The purpose of this chapter is to provide a project to load structured data into Cascalog so that you can become familiar with the APIs and steps involved.
In this chapter we assume the following:
You have Leiningen set up.
You have worked through the previous Cascalog chapters.
The benefit of this chapter is that you’ll see a pattern to take free-form data formats (such as sentences) and transform them in advance into the format that Cascalog requires.
To transform free-format data into Cascalog format, follow these steps:
1. Create a new Leiningen project cascalog-pre-format
in your projects directory, and change to that directory:
lein new app cascalog-pre-format
cd cascalog-pre-format
2. Then ensure that the projects.clj
file looks like this:
(defproject cascalog-pre-format "0.1.0-SNAPSHOT"
:uberjar-name "query-novel.jar"
:main cascalog-pre-format.query-novel
:repositories {"conjars" "http://conjars.org/repo/"}
:dependencies [[org.clojure/clojure "1.7.0-RC1"]
[cascading/cascading-hadoop2-mr1 "2.7.0" ]
[cascalog/cascalog-core "2.1.1"]
[cascalog/cascalog-more-taps "2.1.1"]]
:profiles {:provided
{:dependencies
[[org.apache.hadoop/hadoop-mapreduce-client-jobclient "2.7.0"]
[org.apache.hadoop/hadoop-common "2.7.0"]]}})

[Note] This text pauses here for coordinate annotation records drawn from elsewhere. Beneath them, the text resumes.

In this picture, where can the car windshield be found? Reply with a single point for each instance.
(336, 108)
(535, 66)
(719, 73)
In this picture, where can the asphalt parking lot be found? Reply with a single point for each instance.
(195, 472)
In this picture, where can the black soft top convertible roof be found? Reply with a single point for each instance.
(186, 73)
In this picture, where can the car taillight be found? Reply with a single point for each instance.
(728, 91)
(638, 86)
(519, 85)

3. Next we’ll get our source data. We’ll start with a classic book, The Adventures of Huckleberry Finn. We’ll download it from the Gutenberg website to a new data
directory you will create:
mkdir data
4. Navigate to the following location in your web browser:
http://www.gutenberg.org/epub/76.txt.utf-8
Then save the resulting file as AdventuresOfHuckleBerryFinn.txt
in your data
directory. (Don’t copy and paste—use the save function in your browser.)
5. Create a directory src/cascalog_pre_format/query_novel.clj
with the following contents:
(ns cascalog-pre-format.query-novel
(:require [clojure.string :as s]
[cascalog.api :refer :all]
[cascalog.more-taps :refer [hfs-delimited]])
(:gen-class))
(defmapcatfn split [line]
"Reads in a line of string and splits it by regex."
(filter #(not (empty? %)) (map clojure.string/trim (s/split line #"."))))
(defmapcatfn filter-condition [sentence]
"Find matching examples."
(if
(and
(> (count (re-seq #"Jim" sentence)) 0)
(> (count (re-seq #"free man" sentence)) 0))
(list sentence)))
(defn -main [in out & args]
(?<- (hfs-delimited out)
[?filtered]
((hfs-delimited in :skip-header? false) ?line)
(split ?line :> ?sentence)
(filter-condition ?sentence :> ?filtered)))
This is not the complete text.